Saturday’s visit to the Centre for Computing History for a talk with some of the GoldenEye development team gave me the opportunity to look around their exhibits. It’s a really wonderful place.
In the main exhibition space there is a bowl of microprocessors in front of some slices of silicon:
One of my friends is a complete microprocessor geek. I guessed that sending him the photo above would be like catnip. It turns out I was right. Within minutes, I got this response:
And here was the summary that followed:
- Core ix (Arrandale, mobile variant of Westmere)
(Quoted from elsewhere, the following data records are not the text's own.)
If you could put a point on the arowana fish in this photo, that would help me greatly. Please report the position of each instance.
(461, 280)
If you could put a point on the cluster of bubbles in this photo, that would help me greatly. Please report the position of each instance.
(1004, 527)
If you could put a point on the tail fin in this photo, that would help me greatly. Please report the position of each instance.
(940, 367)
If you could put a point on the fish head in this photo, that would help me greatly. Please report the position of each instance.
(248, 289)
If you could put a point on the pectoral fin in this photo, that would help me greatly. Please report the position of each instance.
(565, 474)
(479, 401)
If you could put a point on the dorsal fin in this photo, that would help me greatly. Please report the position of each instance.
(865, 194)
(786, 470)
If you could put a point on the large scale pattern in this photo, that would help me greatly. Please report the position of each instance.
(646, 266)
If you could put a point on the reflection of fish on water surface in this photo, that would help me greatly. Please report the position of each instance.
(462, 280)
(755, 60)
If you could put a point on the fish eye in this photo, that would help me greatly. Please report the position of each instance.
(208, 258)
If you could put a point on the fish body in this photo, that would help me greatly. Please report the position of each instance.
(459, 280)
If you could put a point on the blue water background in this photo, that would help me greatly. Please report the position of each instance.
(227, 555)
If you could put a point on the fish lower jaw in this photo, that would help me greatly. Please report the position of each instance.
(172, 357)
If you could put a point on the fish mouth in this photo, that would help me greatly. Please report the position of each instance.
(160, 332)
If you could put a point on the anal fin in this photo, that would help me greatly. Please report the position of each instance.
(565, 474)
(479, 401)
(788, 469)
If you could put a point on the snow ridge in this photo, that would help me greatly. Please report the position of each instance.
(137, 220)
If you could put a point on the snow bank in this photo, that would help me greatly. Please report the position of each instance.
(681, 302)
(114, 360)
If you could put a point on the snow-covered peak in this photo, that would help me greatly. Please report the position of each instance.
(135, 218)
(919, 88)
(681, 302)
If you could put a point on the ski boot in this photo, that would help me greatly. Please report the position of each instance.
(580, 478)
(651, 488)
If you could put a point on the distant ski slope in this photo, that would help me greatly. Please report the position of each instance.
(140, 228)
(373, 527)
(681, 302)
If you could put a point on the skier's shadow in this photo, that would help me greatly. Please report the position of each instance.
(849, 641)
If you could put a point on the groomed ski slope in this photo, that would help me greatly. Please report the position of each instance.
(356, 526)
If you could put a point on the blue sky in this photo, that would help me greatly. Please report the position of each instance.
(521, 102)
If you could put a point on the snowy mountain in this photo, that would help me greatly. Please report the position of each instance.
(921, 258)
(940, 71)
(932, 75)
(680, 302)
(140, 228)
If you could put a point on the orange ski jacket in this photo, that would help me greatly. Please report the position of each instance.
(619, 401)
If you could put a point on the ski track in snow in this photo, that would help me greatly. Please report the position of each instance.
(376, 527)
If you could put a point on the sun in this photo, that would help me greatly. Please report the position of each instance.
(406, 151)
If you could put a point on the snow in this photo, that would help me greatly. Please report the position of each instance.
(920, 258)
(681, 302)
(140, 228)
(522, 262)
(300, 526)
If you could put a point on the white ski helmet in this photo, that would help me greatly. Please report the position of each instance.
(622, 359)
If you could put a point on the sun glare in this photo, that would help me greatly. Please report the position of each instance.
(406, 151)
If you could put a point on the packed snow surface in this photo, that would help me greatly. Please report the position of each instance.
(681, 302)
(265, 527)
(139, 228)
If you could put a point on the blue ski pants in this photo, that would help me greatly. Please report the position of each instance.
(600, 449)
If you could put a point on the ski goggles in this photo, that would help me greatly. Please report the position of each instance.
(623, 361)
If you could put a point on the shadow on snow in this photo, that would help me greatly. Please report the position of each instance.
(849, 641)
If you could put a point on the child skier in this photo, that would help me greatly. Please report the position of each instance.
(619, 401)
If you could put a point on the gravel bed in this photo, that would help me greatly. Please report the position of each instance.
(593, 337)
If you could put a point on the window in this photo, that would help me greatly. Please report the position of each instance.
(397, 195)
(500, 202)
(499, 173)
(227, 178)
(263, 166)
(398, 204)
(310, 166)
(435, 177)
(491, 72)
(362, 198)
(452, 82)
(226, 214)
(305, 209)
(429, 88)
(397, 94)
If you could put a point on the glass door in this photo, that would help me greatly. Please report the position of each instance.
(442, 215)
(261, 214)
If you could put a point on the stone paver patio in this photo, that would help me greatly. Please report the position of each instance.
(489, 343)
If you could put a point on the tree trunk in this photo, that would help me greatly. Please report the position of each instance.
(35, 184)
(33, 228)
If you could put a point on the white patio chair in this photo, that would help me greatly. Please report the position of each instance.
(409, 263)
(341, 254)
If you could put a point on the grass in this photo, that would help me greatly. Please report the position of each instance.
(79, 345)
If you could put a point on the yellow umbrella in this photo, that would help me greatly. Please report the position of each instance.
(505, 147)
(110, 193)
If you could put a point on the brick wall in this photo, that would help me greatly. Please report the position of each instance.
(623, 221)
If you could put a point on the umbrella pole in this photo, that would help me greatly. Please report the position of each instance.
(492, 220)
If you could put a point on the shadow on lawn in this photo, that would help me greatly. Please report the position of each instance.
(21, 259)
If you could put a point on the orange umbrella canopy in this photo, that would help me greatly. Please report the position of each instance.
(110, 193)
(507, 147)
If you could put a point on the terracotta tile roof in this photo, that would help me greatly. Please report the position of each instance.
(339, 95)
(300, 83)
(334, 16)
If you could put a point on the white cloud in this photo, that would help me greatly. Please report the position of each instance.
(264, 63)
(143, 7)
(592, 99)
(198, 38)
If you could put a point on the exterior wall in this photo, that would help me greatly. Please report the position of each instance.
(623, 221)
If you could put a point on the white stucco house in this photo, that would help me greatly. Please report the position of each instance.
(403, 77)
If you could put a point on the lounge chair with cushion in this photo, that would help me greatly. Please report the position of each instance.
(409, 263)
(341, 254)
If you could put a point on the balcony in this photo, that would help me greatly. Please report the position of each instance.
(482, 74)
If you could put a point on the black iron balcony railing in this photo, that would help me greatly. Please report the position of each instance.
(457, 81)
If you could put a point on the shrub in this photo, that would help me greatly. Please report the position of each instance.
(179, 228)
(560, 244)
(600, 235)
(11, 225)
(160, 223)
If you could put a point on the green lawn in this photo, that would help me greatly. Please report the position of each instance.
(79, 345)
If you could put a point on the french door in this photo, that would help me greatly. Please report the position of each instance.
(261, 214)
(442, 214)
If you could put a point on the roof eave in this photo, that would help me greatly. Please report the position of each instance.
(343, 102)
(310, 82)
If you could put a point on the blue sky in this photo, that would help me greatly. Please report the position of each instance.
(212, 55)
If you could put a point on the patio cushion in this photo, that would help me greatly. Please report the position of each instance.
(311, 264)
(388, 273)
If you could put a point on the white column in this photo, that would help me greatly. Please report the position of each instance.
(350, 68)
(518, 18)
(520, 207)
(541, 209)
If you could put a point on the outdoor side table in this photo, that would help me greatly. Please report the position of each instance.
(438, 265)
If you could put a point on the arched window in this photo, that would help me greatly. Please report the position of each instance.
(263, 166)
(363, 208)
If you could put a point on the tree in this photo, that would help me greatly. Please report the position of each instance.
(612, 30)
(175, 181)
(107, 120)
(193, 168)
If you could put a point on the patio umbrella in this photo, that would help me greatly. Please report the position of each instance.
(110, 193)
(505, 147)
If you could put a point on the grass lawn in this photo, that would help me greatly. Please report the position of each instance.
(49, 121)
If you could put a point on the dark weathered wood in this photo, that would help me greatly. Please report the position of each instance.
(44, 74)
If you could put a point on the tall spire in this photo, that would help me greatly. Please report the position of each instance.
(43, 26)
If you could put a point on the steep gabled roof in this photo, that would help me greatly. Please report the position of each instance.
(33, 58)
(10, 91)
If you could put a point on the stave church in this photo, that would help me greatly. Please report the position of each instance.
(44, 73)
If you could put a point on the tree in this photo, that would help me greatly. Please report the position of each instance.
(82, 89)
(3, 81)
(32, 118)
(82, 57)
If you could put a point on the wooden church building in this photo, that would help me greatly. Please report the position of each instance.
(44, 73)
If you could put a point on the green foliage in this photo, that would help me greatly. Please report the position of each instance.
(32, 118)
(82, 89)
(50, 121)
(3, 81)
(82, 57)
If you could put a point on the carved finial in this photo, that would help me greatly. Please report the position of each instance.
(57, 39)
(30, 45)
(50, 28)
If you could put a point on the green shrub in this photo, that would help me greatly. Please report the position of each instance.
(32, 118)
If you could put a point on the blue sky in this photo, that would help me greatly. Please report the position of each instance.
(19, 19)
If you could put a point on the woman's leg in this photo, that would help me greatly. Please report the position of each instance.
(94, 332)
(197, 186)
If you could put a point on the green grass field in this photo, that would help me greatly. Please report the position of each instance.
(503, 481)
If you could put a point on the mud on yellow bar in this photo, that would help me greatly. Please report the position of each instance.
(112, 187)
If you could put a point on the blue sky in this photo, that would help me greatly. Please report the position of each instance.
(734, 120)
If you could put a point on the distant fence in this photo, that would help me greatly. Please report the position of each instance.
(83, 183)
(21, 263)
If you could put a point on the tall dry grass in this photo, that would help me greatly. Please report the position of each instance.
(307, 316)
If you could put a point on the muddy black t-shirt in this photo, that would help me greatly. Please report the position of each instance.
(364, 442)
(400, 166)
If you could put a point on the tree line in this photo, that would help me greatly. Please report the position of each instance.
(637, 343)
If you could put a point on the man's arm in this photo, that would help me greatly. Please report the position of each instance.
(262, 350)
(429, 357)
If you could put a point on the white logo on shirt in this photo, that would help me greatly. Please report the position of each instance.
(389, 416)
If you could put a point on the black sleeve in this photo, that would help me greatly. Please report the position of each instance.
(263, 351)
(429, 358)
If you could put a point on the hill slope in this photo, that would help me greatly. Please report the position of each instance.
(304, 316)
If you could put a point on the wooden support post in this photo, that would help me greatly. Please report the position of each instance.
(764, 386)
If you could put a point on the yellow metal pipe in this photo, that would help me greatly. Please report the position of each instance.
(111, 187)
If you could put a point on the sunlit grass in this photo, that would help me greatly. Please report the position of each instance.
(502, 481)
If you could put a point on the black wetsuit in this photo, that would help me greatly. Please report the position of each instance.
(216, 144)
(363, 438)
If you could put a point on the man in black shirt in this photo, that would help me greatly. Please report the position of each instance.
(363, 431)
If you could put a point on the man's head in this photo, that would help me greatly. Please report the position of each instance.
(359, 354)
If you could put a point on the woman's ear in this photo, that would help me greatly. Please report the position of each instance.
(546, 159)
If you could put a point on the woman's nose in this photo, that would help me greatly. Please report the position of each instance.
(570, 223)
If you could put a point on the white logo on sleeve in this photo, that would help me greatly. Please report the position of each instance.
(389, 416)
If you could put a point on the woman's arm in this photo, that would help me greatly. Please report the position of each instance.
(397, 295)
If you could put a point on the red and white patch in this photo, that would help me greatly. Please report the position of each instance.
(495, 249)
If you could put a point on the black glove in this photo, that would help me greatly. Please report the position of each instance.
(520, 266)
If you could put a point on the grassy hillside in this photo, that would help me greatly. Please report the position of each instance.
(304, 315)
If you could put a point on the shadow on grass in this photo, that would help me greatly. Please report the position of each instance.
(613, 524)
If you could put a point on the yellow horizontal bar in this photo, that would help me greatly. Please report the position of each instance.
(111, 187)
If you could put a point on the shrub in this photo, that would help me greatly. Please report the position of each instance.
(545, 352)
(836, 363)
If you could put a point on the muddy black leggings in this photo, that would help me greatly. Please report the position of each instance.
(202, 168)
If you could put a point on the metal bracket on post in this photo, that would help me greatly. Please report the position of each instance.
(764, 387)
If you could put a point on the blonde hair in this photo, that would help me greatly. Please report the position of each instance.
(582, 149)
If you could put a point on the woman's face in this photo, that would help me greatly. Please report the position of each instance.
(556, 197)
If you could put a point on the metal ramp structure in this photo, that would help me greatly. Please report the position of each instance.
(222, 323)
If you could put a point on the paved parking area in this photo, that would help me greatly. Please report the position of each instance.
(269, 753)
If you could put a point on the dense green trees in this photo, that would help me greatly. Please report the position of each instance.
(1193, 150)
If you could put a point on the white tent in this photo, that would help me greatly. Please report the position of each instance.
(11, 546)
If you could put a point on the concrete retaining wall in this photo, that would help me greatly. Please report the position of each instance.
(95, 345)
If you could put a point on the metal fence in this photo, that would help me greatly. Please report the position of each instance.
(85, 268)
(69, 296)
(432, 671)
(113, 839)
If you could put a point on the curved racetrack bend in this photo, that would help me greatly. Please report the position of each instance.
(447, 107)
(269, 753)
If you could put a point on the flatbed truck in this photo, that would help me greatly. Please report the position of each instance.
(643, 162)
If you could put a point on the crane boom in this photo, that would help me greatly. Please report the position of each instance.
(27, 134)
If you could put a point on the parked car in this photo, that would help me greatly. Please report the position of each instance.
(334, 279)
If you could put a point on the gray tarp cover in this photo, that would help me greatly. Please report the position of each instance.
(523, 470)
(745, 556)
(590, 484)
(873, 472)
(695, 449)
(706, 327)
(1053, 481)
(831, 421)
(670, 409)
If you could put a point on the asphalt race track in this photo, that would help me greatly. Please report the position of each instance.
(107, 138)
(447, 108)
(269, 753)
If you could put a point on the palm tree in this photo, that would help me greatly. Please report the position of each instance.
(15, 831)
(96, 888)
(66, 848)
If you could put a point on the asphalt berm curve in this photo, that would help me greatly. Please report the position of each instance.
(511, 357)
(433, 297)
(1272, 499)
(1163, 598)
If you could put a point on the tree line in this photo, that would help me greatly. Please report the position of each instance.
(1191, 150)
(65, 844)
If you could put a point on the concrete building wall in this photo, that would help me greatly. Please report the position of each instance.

- LGA775 desktop package, so anything from late Pentium 4, Pentium D, Core 2 Duo or Quad, or their Celeron variants.
- Socket 939 AMD, either an Athlon 64 Sledgehammer, Clawhammer or Winchester. The giveaway is the gap in the middle away from the 4x key pins in the circumference.
- One of my all time favourites, an AMD K6-2+ — “Sharptooth” — basically took the original Pentium (which topped out at 200MHz) socket to 600MHz, and even has 128KB of L2 cache on board.
- An AMD opteron, probably one of the early dual or quad models. Can’t tell without the pinout or model.
- 6.1 almost certainly a Pentium-3 Mobile
6.2 hard to say. Definitely 286 era, but probably a Motorola like 10 [below]- Impossible to say from that angle.
- Either a Pentium-MMX (166-233) or a Celeron Mendocino. Both used the same black OPGA flip chip design.
- A 486, either from: AMD, Intel, Cyrix, SGS-Thomson or Texas Instruments
- A Motorola 6800 or 68000
Bravo, my friend. 👏
@adoran2 Good gracious! That is pretty amazing.